Les autorités irakiennes cherchent du matériel radioactif « hautement dangereux » qui a disparu d’une installation pétrolière américaine, déclenchant des peurs que le groupe Etat islamique n’utilise la matériel pour une bombe sale, selon une information de mercredi.

Des documents du ministère de l’Environnement rapportés par l’agence de presse Reuters révèlent que le matériel, stockés dans une caisse de la taille d’un ordinateur portable, ont disparu en novembre quand il était en possession de l’industriel pétrolier Weatherford, dans la ville de Bassora, en Irak.

« Nous craignons que les éléments radioactifs ne tombent dans les mains de Daesh [acronyme arabe de l’Etat islamique], a déclaré un haut fonctionnaire de la sécurité à Reuters. Ils pourraient simplement l’attacher à un explosif pour faire une bombe sale. »

Les documents du ministère de l’Environnement décrivent « le vol d’une source radioactive hautement dangereuse d’Ir-192 avec une haute activité radioactive appartenant à SGS dans un dépôt appartenant à Weatherford dans la région de Rafidhia de la province de Bassora ».

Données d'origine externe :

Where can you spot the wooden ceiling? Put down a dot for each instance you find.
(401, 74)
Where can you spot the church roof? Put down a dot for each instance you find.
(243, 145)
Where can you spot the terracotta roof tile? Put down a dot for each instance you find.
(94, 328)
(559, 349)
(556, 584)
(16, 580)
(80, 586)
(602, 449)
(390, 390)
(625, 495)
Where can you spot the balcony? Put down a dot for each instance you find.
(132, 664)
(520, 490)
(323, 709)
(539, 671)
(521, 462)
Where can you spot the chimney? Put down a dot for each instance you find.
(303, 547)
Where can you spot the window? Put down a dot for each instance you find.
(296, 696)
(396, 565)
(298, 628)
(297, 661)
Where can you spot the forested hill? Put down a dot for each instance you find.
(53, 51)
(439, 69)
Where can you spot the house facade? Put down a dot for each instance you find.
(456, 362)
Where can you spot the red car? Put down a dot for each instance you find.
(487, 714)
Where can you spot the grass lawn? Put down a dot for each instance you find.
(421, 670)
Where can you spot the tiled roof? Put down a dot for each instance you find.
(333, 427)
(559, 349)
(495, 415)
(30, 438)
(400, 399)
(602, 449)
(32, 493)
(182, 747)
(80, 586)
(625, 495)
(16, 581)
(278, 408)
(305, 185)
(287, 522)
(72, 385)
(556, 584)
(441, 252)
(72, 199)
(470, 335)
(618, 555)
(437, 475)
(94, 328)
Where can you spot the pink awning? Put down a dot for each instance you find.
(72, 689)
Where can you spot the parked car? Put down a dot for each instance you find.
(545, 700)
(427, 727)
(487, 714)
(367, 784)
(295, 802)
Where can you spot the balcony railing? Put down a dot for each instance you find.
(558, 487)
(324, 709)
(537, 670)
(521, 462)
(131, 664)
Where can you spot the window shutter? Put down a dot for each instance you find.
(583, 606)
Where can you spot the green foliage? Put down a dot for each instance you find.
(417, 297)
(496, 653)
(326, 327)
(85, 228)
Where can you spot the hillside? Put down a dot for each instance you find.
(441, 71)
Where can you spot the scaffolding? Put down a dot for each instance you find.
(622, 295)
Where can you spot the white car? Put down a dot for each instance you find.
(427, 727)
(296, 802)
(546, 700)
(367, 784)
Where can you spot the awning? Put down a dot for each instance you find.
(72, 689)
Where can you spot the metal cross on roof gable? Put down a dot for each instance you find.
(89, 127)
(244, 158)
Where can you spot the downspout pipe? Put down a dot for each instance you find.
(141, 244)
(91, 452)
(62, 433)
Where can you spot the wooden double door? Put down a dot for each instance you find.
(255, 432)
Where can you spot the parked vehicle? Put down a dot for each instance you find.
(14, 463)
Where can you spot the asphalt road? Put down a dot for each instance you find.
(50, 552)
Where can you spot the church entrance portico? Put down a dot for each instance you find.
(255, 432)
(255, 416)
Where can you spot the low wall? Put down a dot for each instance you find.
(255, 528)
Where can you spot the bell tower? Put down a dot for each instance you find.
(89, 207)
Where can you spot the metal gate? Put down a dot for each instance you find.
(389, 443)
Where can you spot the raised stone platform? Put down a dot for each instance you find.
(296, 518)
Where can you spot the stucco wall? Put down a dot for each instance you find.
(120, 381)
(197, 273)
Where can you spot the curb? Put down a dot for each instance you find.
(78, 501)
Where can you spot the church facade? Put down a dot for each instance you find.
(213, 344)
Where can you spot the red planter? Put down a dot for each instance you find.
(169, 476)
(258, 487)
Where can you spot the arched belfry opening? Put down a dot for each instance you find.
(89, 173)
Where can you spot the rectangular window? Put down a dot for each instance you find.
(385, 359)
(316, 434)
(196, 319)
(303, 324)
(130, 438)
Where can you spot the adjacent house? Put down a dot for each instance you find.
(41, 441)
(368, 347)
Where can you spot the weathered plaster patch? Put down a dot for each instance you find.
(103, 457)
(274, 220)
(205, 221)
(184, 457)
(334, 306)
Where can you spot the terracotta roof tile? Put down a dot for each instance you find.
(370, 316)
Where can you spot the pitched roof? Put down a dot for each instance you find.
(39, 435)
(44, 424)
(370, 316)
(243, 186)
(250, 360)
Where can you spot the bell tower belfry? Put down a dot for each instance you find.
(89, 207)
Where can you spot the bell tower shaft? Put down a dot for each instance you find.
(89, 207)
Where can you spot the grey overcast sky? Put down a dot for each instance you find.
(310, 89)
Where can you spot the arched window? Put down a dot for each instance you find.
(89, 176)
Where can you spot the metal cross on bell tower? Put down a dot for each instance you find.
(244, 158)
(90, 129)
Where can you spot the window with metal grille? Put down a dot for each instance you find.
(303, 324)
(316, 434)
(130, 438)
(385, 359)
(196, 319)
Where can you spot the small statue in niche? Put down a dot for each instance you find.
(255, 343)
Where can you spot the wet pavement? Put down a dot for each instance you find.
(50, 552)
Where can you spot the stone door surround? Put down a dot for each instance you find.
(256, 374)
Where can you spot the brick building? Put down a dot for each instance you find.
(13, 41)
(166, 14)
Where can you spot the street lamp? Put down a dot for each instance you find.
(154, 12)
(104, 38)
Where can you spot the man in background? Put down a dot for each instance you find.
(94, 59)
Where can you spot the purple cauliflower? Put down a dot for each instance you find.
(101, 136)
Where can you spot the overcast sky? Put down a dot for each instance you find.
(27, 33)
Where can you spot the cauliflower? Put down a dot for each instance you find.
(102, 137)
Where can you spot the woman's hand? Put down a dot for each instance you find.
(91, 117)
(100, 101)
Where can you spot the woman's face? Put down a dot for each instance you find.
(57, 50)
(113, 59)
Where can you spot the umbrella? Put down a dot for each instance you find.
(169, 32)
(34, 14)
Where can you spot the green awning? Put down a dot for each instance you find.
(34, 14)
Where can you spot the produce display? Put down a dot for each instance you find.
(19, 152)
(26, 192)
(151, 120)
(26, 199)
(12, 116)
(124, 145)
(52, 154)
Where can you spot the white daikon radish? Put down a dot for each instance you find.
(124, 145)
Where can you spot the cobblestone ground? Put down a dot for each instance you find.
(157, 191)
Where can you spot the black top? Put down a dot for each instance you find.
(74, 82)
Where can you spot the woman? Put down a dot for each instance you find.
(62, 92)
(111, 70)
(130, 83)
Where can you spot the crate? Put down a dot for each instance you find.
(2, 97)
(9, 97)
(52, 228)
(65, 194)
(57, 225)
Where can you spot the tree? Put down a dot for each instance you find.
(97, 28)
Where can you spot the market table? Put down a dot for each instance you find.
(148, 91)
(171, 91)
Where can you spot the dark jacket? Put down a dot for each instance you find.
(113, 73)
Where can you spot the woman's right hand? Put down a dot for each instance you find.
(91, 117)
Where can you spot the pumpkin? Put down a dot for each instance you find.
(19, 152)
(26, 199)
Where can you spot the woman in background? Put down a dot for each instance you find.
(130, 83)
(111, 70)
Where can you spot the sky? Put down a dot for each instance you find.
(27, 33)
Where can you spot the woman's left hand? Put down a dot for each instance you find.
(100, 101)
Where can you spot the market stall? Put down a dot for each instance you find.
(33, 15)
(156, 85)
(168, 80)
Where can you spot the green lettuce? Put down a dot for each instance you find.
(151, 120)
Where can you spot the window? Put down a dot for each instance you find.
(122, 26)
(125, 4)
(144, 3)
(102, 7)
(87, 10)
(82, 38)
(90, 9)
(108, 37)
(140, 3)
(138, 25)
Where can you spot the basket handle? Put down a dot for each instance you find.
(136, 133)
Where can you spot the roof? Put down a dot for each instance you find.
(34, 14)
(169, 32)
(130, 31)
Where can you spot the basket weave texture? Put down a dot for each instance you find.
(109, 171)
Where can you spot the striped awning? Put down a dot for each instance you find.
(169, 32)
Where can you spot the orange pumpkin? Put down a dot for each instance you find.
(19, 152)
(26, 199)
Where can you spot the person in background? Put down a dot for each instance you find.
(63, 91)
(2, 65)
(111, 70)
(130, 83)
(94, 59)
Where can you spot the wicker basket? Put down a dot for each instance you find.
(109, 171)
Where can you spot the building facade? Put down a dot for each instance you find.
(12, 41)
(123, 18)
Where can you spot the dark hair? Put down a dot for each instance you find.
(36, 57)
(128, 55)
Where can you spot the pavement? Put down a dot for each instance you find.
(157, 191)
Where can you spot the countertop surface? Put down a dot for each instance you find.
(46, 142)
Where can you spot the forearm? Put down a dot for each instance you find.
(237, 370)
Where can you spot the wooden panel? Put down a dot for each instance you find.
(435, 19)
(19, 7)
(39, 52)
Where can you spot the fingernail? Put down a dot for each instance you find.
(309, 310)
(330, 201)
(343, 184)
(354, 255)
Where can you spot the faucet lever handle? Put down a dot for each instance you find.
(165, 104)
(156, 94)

Un fonctionnaire anonyme du ministère a déclaré à Reuters que l’engin contenait jusqu’à 10 grammes de « capsules » d’Ir-192, un isotope radioactif de l’iridium également utilisé pour traiter certains cancers.

Le matériel, dont on utilise des rayons gamma pour tester des failles du matériel utilisé pour les tuyaux de pétrole et de gaz dans un processus nommé radiographie gamma industrielle, est possédée par SGS Turquie, compagnie basée à Istanbul.

L’Agence internationale a l’énergie atomique classifie le matériel volé en catégorie 2, signifiant que s’il n’est pas utilisé correctement il peut entraîner des blessures permanentes ou ma mort de personnes à proximité en quelques heures.

Le document qui a fuité n’indique pas que le matériel est en possession de l’Etat islamique.

Le groupe terroriste n’est pas connu pour avoir une présence importante à Bassora, sur la côte persienne à 550 kilomètres au sud est de Bagdad.

Cependant, des locaux ont rapporté que des milices chiites et des groupes tribaux armés ont de plus en plus pris le contrôle de la zone alors que les forces de sécurité ont été redéployées pour aider au combat contre l’Etat islamique dans le nord ouest du pays.

Un fonctionnaire de la sécurité de Bassora a déclaré qu’une division militaire irakienne d’environ 8 000 hommes a été redéployée depuis la région fin 2014 pour rejoindre le combat contre l’Etat islamique, ainsi qu’un bataillon de police d’environ 500 hommes, laissant neuf bataillons de police incomplets et un seul bataillon militaire pour toute la province de Bassora, qui a une population d’environ 3 millions de personnes.

Le résultat, a déclaré le fonctionnaire, parlant anonymement parce qu’il n’est pas autorisé à discuter de sujets de sécurité avec les médias, a été une vague de cambriolages armés ciblant des maisons, des voitures, des bijouteries et des magasins de change de devises, ainsi que la résurgence de conflits tribaux et une hausse du trafic de drogues depuis l’Iran voisin vers les états arabes du Golfe.

L’enquête préliminaire sur le matériel radioactif manquant a indiqué que les auteurs savaient spécifiquement comment gérer le matériel et comment accéder à l’installation, a déclaré à Reuters un fonctionnaire de la sécurité.

Il n’y a pas eu de « serrures cassées, de portes enfoncées et il n’y a aucune preuve d’effraction », a-t-il déclaré.

Un directeur des opérations de Taiz, la firme irakienne qui devait protéger l’installation, a refusé de commenter sur le vol, citant des instructions des autorités de sécurité irakiennes.

Des représentants de Weatherford ont déclaré que SGS était responsable de la préservation du matériel.

Un porte-parole du département d’Etat américain a déclaré que les fonctionnaires étaient « au courant de ces informations », mais a déclaré qu’il n’y avait aucune indication que le matériel ne soit tombé entre les mains des jihadistes.

Un porte-parole du bureau coordonnant la sécurité dans la province de Bassora a déclaré que l’armée irakienne, la police et les renseignements travaillaient « nuit et jour » pour localiser le matériel.